A new PCORI initiative—our Evidence Synthesis Initiative—will take that approach, which our authorizing law calls on us to pursue. The program will include rigorous reviews of the best evidence available on topics of critical concern to patients and other healthcare stakeholders. The goal is to synthesize all relevant completed studies on a particular clinical question in order to provide evidence that is stronger and more certain than the results of each individual study. Under this initiative, we will also fund projects that reanalyze data from already-completed studies to discover which specific groups of patients gain the most or least benefit, or, conversely, are at greater risk for harms from an intervention. And once we have synthesized the evidence, we will disseminate it through products designed to meet the needs of our various stakeholders.
This initiative is the latest that we at PCORI have undertaken as part of our mission to make authoritative, relevant, useful information from comparative clinical effectiveness research (CER) available to help patients and those who care for them make better-informed healthcare decisions. It complements the hundreds of patient-centered research studies we’ve funded comparing how well different care options work, and for whom, given patients’ needs, circumstances, and preferences.
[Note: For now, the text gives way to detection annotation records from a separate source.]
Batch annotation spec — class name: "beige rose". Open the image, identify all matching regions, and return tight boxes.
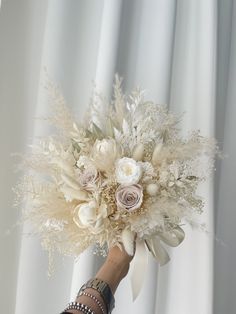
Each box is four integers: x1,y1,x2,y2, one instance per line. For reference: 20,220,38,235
115,184,143,211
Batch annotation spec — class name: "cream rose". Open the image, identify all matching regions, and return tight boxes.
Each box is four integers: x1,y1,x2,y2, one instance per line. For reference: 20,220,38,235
78,166,99,191
115,184,143,211
92,138,120,171
73,200,107,233
115,157,142,185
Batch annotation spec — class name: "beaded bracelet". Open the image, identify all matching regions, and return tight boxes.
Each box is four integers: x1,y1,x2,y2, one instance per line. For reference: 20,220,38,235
77,291,105,314
61,302,95,314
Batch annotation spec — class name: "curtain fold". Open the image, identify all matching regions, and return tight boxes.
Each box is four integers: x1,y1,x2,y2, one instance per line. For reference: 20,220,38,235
0,0,236,314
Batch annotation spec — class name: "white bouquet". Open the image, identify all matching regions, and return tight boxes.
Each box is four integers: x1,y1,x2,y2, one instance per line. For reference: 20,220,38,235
12,75,219,286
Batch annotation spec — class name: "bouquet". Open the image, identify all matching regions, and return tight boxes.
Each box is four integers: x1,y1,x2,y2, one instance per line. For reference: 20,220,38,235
12,75,218,284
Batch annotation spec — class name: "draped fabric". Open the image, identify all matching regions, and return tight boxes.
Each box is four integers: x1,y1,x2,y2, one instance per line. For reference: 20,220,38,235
0,0,236,314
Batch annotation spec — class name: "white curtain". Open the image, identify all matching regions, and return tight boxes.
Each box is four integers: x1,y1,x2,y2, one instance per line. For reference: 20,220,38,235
0,0,236,314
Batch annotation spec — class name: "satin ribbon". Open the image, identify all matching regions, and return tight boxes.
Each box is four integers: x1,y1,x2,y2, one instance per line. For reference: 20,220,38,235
130,227,185,301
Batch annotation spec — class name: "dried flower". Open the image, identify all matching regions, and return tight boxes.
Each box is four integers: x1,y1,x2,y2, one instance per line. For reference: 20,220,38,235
92,138,120,172
73,200,107,233
116,184,143,211
78,166,100,191
115,157,142,185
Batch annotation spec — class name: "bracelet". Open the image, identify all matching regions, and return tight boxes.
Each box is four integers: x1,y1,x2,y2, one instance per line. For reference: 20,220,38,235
61,302,95,314
79,278,115,313
77,291,105,314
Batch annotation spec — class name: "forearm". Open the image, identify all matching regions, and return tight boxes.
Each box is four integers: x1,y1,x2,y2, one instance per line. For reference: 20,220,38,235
64,247,131,314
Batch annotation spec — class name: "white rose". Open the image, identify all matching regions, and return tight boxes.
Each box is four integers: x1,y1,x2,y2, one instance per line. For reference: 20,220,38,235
115,157,142,185
73,200,107,233
92,138,120,171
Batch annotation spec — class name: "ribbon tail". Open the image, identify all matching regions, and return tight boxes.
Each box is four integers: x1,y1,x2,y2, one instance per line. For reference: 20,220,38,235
145,237,170,266
130,240,148,301
158,227,185,247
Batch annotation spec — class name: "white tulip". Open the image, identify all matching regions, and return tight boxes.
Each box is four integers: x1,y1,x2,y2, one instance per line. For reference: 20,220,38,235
115,157,142,185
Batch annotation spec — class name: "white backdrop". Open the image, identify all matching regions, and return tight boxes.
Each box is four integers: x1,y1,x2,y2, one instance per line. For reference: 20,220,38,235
0,0,236,314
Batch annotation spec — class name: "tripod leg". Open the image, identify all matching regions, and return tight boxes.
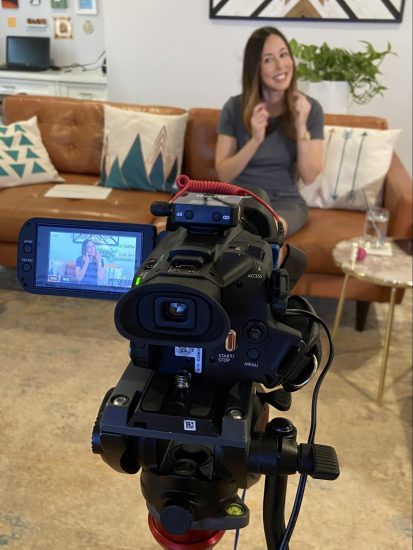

Meta-analysis of Lupus Treatment Options
If not treated early with strong medications, kidney disease caused by lupus can lead to kidney failure and the need for dialysis. Through a meta-analysis of 65 previously conducted studies, a PCORI-funded project has determined that immunosuppressive drugs (e.g., cyclophosphamide) are better than corticosteroids for treating kidney inflammation in patients with lupus. This meta-analysis finding can inform discussions between patients and physicians about medication use. The project team is now testing a decision aid that it developed incorporating the meta-analysis findings.
Project: Individualized Patient Decision Making for Treatment Choices among Minorities with Lupus
Principal Investigator: Jasvinder Singh, MBBS, MPH, University of Alabama at Birmingham
A Deep Dive into Diabetes Research
In a randomized clinical trial, randomization ensures the comparability of treatment groups. But there remain important differences between individuals in each treatment group that can dramatically affect the likelihood of any one individual benefiting from or being harmed by a therapy. A major diabetes prevention study, including thousands of participants, had found that the drug metformin reduced the progression from prediabetes to diabetes. But when PCORI-funded researchers reanalyzed the study data, classifying participants more selectively according to how likely they were to develop diabetes, they found that the highest-risk participants received the greatest benefit and participants at lowest risk didn’t benefit at all (while still facing potential side effects from the drug).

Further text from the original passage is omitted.